StarWind Virtual SAN: Feature Configuration Guide for Scale Out on VMware vSphere [ESXi]
- March 12, 2019
- 12 min read
- Download as PDF
Annotation
Relevant products
StarWind Virtual SAN (VSAN)
Purpose
This document outlines how to reconfigure existing 2-node Hyperconverged setup with VMware vSphere by adding an additional node into configuration and getting a 3-node configuration with 2-way active-active StarWind VSAN replication. It’s assumed that StarWind HA devices (DS1 and DS2) and corresponding datastores are already created. One more StarWind HA device will be added as a part of reconfiguration and corresponding datastore (DS3) will be created in VMware vSphere.
Audience
This technical guide is intended for storage and virtualization architects, system administrators, and partners designing virtualized environments using StarWind Virtual SAN (VSAN).
Expected result
The end result of following this guide will be a fully configured 3-node high-availability ESXI-based setup.
Prerequisites
StarWind Virtual SAN system requirements
Prior to installing StarWind Virtual SAN, please make sure that the system meets the requirements, which are available via the following link:
https://www.starwindsoftware.com/system-requirements
Recommended RAID settings for HDD and SSD disks:
https://knowledgebase.starwindsoftware.com/guidance/recommended-raid-settings-for-hdd-and-ssd-disks/
Please read the StarWind Virtual SAN Best Practices document for additional information:
https://www.starwindsoftware.com/resource-library/starwind-virtual-san-best-practices
Solution diagram
The idea behind scale-out is to grow both storage and compute power by adding additional nodes instead of adding disks, CPUs, NICs, or RAM to individual systems.
The diagram below illustrates the network and storage configuration of the 2-node Hyperconverged Scenario with VMware vSphere.
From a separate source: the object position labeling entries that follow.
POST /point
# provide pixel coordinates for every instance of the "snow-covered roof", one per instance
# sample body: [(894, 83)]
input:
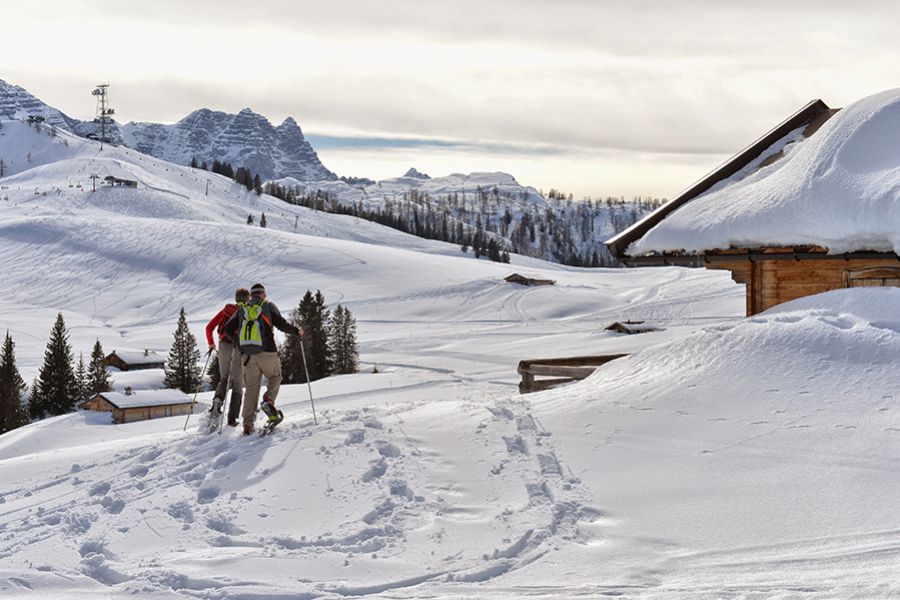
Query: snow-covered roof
[(139, 357), (838, 189), (141, 398)]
The article on how to deploy a 2-node Hyperconverged Scenario with VMware vSphere could be found at the link below:
https://www.starwindsoftware.com/resource-library/starwind-virtual-san-vsan-configuration-guide-for-vmware-vsphere-esxi-7-vsan-deployed-as-a-controller-virtual-machine-cvm-using-web-ui/
The diagram below illustrates the resulting network and storage configuration of the 3-node deployment with 2-way active-active StarWind VSAN replication:
1. ESXi hypervisor should be installed on each host.
2. StarWind VSAN should be installed on the Windows Server operating system deployed as VM on each host.
3. The hosts should have additional network interfaces to the connection the Host 2 to the Host 3 and the Host 1 to the Host 3 for iSCSI and Heartbeat traffic.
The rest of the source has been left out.